SMEs: Review market strategies
“We advise SMEs to review their own market strategies and competitive situation and, if necessary, to adapt them as soon as an agreement has been signed and it becomes clear how Switzerland will respond to it,” said Daniel Küng. The manufacturers of machinery, vehicles, instruments, and industrial textiles, for example, would have to compete more intensively with their German competitors. The chemical industry would face intensified competition, especially from companies based in Ireland and Germany. Chocolate and confectionery producers would have to look increasingly to Belgium, Germany, France, Spain, and the Netherlands. If the Trans-Pacific Partnership (TTP), which has already been signed, also comes into effect, the Swiss would also have competitors from the Far East who would have privileged access to the US market.

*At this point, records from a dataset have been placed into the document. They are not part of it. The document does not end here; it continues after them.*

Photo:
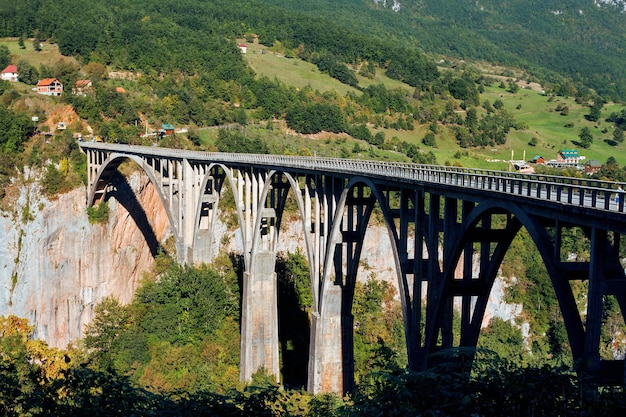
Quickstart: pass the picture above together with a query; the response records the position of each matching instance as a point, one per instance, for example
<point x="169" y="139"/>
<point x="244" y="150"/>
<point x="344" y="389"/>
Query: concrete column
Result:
<point x="331" y="362"/>
<point x="259" y="318"/>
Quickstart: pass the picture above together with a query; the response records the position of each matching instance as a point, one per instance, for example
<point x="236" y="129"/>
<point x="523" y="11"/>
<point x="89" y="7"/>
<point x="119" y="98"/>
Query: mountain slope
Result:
<point x="582" y="39"/>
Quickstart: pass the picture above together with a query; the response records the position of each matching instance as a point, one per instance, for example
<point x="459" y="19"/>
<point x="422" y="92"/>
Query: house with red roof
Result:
<point x="50" y="87"/>
<point x="82" y="88"/>
<point x="10" y="73"/>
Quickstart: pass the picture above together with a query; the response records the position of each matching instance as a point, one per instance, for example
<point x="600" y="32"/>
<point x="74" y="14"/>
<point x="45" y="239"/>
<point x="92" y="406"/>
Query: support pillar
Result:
<point x="259" y="318"/>
<point x="331" y="361"/>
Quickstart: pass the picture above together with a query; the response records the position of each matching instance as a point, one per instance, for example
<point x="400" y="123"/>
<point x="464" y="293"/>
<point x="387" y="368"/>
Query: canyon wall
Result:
<point x="55" y="266"/>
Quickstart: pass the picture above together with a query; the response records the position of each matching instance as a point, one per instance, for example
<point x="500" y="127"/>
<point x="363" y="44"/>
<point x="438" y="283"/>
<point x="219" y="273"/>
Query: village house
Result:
<point x="538" y="159"/>
<point x="593" y="166"/>
<point x="50" y="87"/>
<point x="82" y="88"/>
<point x="10" y="73"/>
<point x="568" y="156"/>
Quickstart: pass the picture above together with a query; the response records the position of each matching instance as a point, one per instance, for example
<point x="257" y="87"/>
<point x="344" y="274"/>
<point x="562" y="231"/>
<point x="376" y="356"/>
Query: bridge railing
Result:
<point x="584" y="192"/>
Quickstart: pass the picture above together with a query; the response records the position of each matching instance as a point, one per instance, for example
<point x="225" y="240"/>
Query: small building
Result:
<point x="538" y="159"/>
<point x="10" y="73"/>
<point x="167" y="128"/>
<point x="82" y="88"/>
<point x="50" y="87"/>
<point x="568" y="156"/>
<point x="593" y="166"/>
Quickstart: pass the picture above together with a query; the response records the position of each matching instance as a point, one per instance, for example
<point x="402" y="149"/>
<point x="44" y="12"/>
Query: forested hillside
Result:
<point x="408" y="88"/>
<point x="579" y="44"/>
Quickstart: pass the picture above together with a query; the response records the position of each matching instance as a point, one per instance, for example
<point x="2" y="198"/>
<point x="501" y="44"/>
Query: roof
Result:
<point x="47" y="81"/>
<point x="10" y="68"/>
<point x="594" y="163"/>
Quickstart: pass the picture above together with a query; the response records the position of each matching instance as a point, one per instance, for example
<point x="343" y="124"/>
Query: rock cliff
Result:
<point x="55" y="266"/>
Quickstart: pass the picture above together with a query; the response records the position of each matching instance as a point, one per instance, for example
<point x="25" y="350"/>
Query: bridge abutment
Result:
<point x="331" y="358"/>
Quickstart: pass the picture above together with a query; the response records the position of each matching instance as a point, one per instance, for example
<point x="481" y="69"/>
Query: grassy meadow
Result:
<point x="529" y="106"/>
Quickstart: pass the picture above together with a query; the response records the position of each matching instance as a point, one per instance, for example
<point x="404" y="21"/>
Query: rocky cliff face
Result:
<point x="55" y="266"/>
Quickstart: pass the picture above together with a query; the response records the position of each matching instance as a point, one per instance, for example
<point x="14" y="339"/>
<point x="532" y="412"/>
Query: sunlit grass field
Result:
<point x="531" y="107"/>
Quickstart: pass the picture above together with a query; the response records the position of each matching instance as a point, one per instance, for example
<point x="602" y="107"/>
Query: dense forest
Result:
<point x="170" y="351"/>
<point x="174" y="352"/>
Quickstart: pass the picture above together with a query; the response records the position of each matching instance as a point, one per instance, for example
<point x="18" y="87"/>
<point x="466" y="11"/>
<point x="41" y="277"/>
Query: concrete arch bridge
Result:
<point x="449" y="230"/>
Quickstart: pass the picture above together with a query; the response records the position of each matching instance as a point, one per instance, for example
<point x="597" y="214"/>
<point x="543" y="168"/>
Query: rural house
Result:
<point x="568" y="156"/>
<point x="50" y="87"/>
<point x="82" y="88"/>
<point x="592" y="166"/>
<point x="10" y="73"/>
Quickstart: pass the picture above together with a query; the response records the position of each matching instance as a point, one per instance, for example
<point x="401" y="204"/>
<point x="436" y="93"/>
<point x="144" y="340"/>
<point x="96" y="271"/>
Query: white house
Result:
<point x="50" y="87"/>
<point x="10" y="73"/>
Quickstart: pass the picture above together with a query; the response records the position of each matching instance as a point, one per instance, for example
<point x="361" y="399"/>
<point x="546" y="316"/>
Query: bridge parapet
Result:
<point x="440" y="219"/>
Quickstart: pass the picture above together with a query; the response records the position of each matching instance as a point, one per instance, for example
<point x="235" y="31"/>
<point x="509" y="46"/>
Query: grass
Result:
<point x="48" y="55"/>
<point x="531" y="107"/>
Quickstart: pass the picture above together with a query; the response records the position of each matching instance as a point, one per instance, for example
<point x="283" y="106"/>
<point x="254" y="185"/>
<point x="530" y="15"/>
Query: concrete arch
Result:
<point x="109" y="168"/>
<point x="295" y="187"/>
<point x="233" y="186"/>
<point x="542" y="241"/>
<point x="333" y="238"/>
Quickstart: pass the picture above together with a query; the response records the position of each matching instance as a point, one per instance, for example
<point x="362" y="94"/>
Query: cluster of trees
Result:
<point x="174" y="351"/>
<point x="196" y="76"/>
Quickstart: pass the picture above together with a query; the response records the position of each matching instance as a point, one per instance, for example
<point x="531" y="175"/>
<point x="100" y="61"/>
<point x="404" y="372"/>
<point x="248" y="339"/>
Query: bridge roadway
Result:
<point x="449" y="229"/>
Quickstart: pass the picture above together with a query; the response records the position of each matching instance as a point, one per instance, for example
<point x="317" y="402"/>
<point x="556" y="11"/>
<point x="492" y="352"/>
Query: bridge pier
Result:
<point x="259" y="318"/>
<point x="469" y="217"/>
<point x="331" y="358"/>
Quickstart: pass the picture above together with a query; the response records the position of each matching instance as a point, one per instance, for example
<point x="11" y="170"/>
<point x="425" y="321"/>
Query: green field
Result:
<point x="536" y="110"/>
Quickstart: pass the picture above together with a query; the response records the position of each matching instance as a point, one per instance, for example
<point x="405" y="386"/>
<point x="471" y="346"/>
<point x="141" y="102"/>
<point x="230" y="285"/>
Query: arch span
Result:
<point x="106" y="173"/>
<point x="477" y="229"/>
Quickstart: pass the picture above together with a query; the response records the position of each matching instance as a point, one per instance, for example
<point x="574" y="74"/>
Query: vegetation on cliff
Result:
<point x="174" y="350"/>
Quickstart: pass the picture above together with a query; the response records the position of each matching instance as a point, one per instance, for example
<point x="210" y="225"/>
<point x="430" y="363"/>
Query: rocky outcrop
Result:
<point x="55" y="266"/>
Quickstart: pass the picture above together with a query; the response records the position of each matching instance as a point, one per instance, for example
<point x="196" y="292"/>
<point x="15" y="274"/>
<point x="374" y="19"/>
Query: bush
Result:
<point x="98" y="214"/>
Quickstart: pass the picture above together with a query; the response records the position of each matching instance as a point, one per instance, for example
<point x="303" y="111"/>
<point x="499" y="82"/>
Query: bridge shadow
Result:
<point x="125" y="195"/>
<point x="293" y="327"/>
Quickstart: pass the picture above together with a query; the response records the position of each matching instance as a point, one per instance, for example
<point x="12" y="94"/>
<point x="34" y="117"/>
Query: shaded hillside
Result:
<point x="580" y="40"/>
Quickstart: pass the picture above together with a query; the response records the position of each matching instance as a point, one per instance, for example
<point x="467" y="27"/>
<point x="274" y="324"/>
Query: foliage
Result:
<point x="179" y="334"/>
<point x="316" y="117"/>
<point x="233" y="141"/>
<point x="98" y="214"/>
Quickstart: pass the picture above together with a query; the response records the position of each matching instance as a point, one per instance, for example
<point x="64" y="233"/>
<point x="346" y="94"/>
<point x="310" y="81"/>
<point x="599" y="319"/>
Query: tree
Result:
<point x="28" y="74"/>
<point x="595" y="111"/>
<point x="95" y="71"/>
<point x="5" y="56"/>
<point x="586" y="138"/>
<point x="429" y="140"/>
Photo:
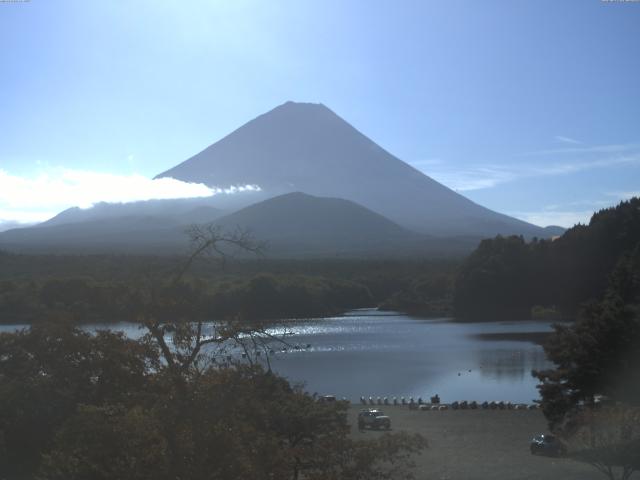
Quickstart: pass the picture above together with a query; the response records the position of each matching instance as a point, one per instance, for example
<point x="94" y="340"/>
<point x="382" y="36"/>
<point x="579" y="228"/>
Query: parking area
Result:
<point x="479" y="444"/>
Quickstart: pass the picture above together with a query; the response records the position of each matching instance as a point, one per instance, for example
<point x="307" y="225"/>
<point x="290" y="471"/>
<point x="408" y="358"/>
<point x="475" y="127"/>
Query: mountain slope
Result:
<point x="308" y="148"/>
<point x="292" y="225"/>
<point x="297" y="224"/>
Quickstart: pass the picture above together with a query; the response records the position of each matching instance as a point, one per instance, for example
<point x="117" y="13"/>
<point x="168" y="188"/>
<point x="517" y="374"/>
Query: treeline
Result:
<point x="507" y="277"/>
<point x="76" y="406"/>
<point x="262" y="296"/>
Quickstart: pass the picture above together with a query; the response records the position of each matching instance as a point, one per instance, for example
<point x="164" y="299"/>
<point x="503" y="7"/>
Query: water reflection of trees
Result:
<point x="511" y="365"/>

Furthermore, Swiss suppliers could be at a disadvantage if strict rules of origin are stipulated in the TTIP agreement. European buyers would be more likely to favor EU suppliers. In this case, it would be easier for them to prove an EU origin – and thus benefit from customs exemptions under the TTIP agreement – than install Swiss parts.
About the study
The analyses were carried out by Prof. Dr. Patrick Ziltener from the University of Zurich on behalf of Switzerland Global Enterprise and based on data from UNCOMTRADE 2015. The consequences of any regulatory harmonization between the US and the EU are not considered.